There is an unusually high level of nonsense on this page. I would not normally object in such a free forum, but this page is reachable in two steps from OoDesignPrinciples, which means that it may be quickly reached by people trying to gain initial understanding of object orientation, which is hard enough already. My comment is not meant to suppress, only to warn people who are looking for wisdom that they are in the wrong place. There is wisdom available in this Wiki, quite a bit of it, but not on this page. Hit your <back> button.

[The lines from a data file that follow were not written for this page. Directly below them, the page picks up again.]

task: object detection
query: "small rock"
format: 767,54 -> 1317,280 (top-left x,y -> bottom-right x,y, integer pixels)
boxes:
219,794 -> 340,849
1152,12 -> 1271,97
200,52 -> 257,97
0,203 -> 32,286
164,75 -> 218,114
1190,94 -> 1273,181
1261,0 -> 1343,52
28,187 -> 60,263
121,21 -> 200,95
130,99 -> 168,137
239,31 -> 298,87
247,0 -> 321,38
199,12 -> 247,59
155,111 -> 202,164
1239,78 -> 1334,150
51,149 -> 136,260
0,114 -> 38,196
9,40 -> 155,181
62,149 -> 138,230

You can detect the level of nonsense by the polite puzzlement of several responders to the original author; I will be less polite. You can also see nonsense in the absurdity of the examples; I will site only the first few; almost all are equally ridiculous:

Person does not use Dollars in the sense of a using relationship. Perhaps the Ledger has an attribute which is price, which is of type Dollar (though there is probably no reason to have such a type: a simple real number would suffice). Perhaps the transaction of buying the Ledger has an attribute which is price. Perhaps the Person has zero or more Ledgers, or perhaps the Person has zero or more such transactions. But a Person has no sensible relationship to Dollar at all, not even having a price (in this context). Why? What does it add to Integer? Again, if anything, a Dollar just has a value, which might be of type integer; this implies no IsA relationship. (Never mind that its value is probably not an integer). Huh? Simply makes no sense at all.

And it only gets worse.

The original author does not understand even the beginning of the fundamentals of object-oriented analysis. He continually makes the most ubiquitous neophyte error, namely, finding all sorts of fancy relationships when the most that is called for is having an attribute, AKA simple containment. Such wholesale ignorance is of course forgivable, and often transitory, but should not be broadcast without caveat under the apparent endorsement of knowledgeable experts. -- KarlBotts


I think cyclic dependencies should actually be thought of as an indication that your way of modelling (that is, layering based on allowed dependencies) is not sufficient for distinguishing between different objects/classes/entities. This means either that you only have just one entity (this would suggest making a class), or that you need an alternative means for distinguishing and structuring the entities. For example, you could use data flows to distinguish between classes at the same layer. Once you find a relationship between those entities in each layer that is acyclic, you can use that to structure your code. You will obtain a second hierarchy, which allows you to retain all the good properties of the system. -- EsaPulkkinen


This approach seems to be a bit counter to dynamic OO language thinking where you may not know all uses ahead of time. If many classes had a To_Text method, then we don't want to draw a line to all using classes, for example. Besides, defining something based on how or what uses it is ripe with LifeIsaBigMessyGraph issues.